TUNING CUDA APPLICATIONS FOR MAXWELL TUNING CUDA APPLICATIONS FOR MAXWELL DA-07173-001_v7.0 March 2015 Application Note TABLE OF CONTENTS Chapter 1. Maxwell Tuning Guide... 1 1.1. NVIDIA Maxwell Compute Architecture... 1 1.2. CUDA Best Practices...2

More information

Matrix Multiplication on an Experimental Parallel System With Hybrid Architecture

Matrix Multiplication on an Experimental Parallel System With Hybrid Architecture Matrix Multiplication on an Experimental Parallel System With Hybrid Architecture SOTIRIOS G. ZIAVRAS and CONSTANTINE N. MANIKOPOULOS Department of Electrical and Computer Engineering New Jersey Institute

More information

N-Body Simulation using CUDA. CSE 633 Fall 2010 Project by Suraj Alungal Balchand Advisor: Dr. Russ Miller State University of New York at Buffalo

N-Body Simulation using CUDA. CSE 633 Fall 2010 Project by Suraj Alungal Balchand Advisor: Dr. Russ Miller State University of New York at Buffalo N-Body Simulation using CUDA CSE 633 Fall 2010 Project by Suraj Alungal Balchand Advisor: Dr. Russ Miller State University of New York at Buffalo Project plan Develop a program to simulate gravitational

More information

CMSC 858M/AMSC 698R. Fast Multipole Methods. Nail A. Gumerov & Ramani Duraiswami.
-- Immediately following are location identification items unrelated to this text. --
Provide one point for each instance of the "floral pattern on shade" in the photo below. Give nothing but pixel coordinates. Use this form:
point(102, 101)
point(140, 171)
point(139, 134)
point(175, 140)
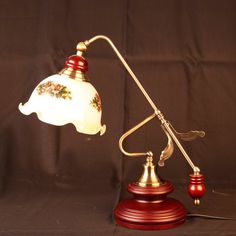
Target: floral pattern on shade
point(54, 89)
point(96, 103)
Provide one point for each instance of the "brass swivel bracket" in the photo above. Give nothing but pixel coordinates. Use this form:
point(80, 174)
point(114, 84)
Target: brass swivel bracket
point(171, 133)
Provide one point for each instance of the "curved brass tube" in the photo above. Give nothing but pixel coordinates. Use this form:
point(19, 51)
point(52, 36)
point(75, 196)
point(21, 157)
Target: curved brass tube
point(129, 132)
point(82, 47)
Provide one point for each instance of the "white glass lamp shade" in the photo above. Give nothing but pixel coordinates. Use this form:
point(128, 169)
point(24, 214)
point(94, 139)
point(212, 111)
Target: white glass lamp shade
point(59, 100)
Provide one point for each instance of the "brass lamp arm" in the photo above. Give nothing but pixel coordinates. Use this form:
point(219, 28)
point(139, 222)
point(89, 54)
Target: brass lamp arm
point(82, 47)
point(132, 130)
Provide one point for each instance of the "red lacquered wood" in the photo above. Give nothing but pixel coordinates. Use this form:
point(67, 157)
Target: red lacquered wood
point(150, 208)
point(196, 187)
point(76, 62)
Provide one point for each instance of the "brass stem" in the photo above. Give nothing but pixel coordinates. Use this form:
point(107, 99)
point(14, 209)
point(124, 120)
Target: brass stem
point(82, 46)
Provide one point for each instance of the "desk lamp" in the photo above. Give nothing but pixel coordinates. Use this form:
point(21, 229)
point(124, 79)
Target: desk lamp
point(69, 97)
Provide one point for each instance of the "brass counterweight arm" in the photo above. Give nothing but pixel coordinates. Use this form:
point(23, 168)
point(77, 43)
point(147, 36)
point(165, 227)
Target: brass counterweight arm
point(168, 129)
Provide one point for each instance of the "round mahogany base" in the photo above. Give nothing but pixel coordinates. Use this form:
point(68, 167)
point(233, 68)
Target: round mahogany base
point(150, 209)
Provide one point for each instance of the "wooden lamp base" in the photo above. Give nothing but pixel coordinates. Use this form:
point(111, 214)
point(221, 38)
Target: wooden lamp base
point(150, 208)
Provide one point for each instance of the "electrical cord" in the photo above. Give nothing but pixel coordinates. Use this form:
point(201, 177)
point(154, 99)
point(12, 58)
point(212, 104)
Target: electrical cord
point(210, 217)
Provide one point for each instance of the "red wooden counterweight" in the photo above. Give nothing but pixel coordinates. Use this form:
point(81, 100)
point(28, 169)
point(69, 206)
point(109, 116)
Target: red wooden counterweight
point(196, 187)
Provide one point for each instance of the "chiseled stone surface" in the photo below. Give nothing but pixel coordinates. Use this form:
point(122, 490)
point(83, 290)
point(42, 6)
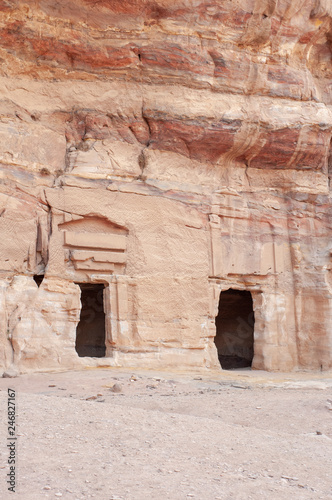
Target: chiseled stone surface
point(170, 149)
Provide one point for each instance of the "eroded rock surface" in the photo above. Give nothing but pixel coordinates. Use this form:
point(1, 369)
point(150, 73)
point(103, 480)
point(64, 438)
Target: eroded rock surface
point(170, 150)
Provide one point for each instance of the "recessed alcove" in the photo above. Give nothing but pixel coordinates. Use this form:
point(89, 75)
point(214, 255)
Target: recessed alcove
point(235, 329)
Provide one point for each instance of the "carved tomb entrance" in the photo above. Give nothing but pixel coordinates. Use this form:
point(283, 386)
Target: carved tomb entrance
point(235, 329)
point(90, 332)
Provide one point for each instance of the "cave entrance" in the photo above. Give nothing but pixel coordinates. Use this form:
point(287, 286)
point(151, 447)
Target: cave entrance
point(235, 329)
point(90, 332)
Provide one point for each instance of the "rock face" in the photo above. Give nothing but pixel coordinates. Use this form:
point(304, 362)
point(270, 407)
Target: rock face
point(170, 150)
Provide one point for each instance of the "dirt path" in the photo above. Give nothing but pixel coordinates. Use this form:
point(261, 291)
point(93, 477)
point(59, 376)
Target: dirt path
point(235, 435)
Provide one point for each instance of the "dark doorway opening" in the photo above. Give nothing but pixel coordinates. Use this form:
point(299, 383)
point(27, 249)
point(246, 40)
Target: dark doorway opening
point(90, 332)
point(235, 329)
point(38, 279)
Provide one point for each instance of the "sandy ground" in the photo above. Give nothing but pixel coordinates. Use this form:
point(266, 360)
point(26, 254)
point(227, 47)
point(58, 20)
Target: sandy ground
point(230, 435)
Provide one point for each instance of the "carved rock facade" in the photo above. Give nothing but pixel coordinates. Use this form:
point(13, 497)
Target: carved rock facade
point(169, 150)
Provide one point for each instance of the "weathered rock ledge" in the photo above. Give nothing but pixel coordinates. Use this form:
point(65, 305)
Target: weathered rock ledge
point(169, 150)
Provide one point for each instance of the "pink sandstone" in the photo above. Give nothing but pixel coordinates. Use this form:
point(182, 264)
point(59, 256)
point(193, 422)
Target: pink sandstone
point(169, 150)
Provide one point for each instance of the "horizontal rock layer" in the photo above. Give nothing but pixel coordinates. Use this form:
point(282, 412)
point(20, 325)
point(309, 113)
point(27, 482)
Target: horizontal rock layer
point(170, 150)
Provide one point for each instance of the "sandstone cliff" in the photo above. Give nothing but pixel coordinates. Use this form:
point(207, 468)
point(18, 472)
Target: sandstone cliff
point(170, 149)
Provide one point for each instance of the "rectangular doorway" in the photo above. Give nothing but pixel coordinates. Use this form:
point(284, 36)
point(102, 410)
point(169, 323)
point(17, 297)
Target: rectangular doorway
point(90, 332)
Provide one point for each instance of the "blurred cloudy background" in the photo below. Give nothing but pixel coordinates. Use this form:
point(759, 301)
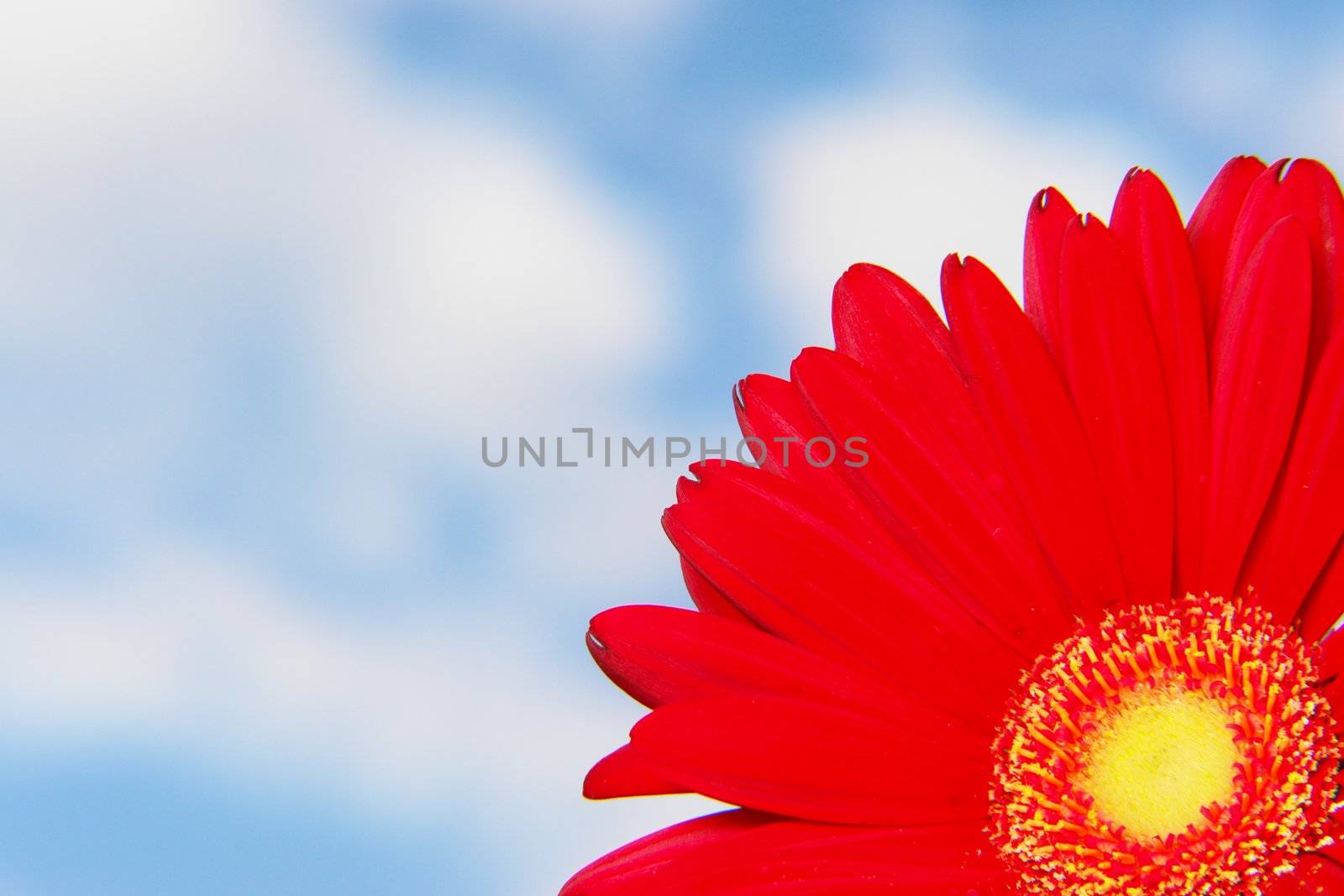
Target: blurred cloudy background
point(270, 270)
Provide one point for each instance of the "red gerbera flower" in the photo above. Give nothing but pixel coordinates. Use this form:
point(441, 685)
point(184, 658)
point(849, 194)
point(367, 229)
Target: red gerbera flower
point(1068, 631)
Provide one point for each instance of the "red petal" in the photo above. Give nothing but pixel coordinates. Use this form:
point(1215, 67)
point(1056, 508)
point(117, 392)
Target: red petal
point(1324, 602)
point(664, 654)
point(801, 573)
point(1257, 369)
point(624, 774)
point(1304, 188)
point(929, 492)
point(1038, 436)
point(1305, 516)
point(1213, 226)
point(1046, 223)
point(772, 410)
point(1113, 371)
point(741, 852)
point(889, 327)
point(1316, 875)
point(815, 761)
point(1148, 226)
point(707, 598)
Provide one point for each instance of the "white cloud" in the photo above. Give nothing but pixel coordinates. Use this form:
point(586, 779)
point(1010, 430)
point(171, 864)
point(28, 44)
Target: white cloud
point(440, 261)
point(417, 714)
point(904, 181)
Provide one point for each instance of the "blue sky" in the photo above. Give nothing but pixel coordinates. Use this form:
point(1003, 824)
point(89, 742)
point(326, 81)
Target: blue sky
point(272, 270)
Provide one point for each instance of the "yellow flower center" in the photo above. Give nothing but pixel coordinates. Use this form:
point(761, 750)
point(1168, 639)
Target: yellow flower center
point(1173, 752)
point(1156, 759)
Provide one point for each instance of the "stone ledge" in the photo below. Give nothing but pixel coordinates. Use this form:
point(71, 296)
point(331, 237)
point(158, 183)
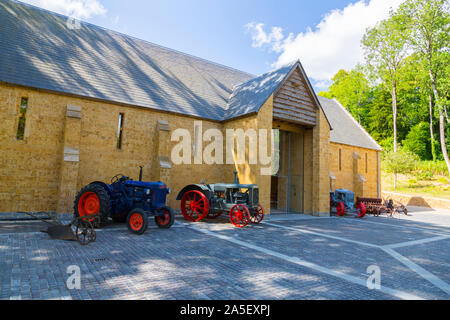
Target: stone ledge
point(71, 155)
point(417, 200)
point(163, 125)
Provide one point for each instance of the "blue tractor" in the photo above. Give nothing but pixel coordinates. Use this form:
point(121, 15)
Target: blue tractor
point(126, 200)
point(343, 201)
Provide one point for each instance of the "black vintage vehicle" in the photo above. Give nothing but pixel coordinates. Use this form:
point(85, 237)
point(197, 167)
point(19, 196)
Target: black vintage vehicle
point(240, 201)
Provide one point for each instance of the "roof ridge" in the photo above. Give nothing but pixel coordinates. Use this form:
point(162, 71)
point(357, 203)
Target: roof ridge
point(133, 37)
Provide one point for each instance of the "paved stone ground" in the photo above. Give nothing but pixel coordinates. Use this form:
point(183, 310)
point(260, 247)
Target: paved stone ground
point(286, 257)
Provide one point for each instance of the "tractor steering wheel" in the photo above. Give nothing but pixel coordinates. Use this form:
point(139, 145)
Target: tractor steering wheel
point(117, 178)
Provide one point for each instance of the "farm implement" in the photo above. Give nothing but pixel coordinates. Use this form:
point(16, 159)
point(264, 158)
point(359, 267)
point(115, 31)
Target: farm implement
point(240, 201)
point(379, 206)
point(126, 200)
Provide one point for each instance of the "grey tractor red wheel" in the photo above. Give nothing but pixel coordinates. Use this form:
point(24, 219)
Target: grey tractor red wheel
point(167, 220)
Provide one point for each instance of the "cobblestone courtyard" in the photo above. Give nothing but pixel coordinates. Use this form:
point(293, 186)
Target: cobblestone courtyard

Lecture 20. Outline

CMSC 858M/AMSC 698R. Fast Multipole Methods. Nail A. Gumerov & Ramani Duraiswami. Lecture 20. Outline CMSC 858M/AMSC 698R Fast Multipole Methods Nail A. Gumerov & Ramani Duraiswami Lecture 20 Outline Two parts of the FMM Data Structures FMM Cost/Optimization on CPU Fine Grain Parallelization for Multicore

More information

A Fast Hierarchical Algorithm for Three-Dimensional Capacitance Extraction

A Fast Hierarchical Algorithm for Three-Dimensional Capacitance Extraction 330 IEEE TRANSACTIONS ON COMPUTER-AIDED DESIGN OF INTEGRATED CIRCUITS AND SYSTEMS, VOL. 21, NO. 3, MARCH 2002 A Fast Hierarchical Algorithm for Three-Dimensional Capacitance Extraction Weiping Shi, Member,

More information

Optimization solutions for the segmented sum algorithmic function

Optimization solutions for the segmented sum algorithmic function Optimization solutions for the segmented sum algorithmic function ALEXANDRU PÎRJAN Department of Informatics, Statistics and Mathematics Romanian-American University 1B, Expozitiei Blvd., district 1, code

More information

Chapter 6. Parallel Processors from Client to Cloud. Copyright 2014 Elsevier Inc. All rights reserved.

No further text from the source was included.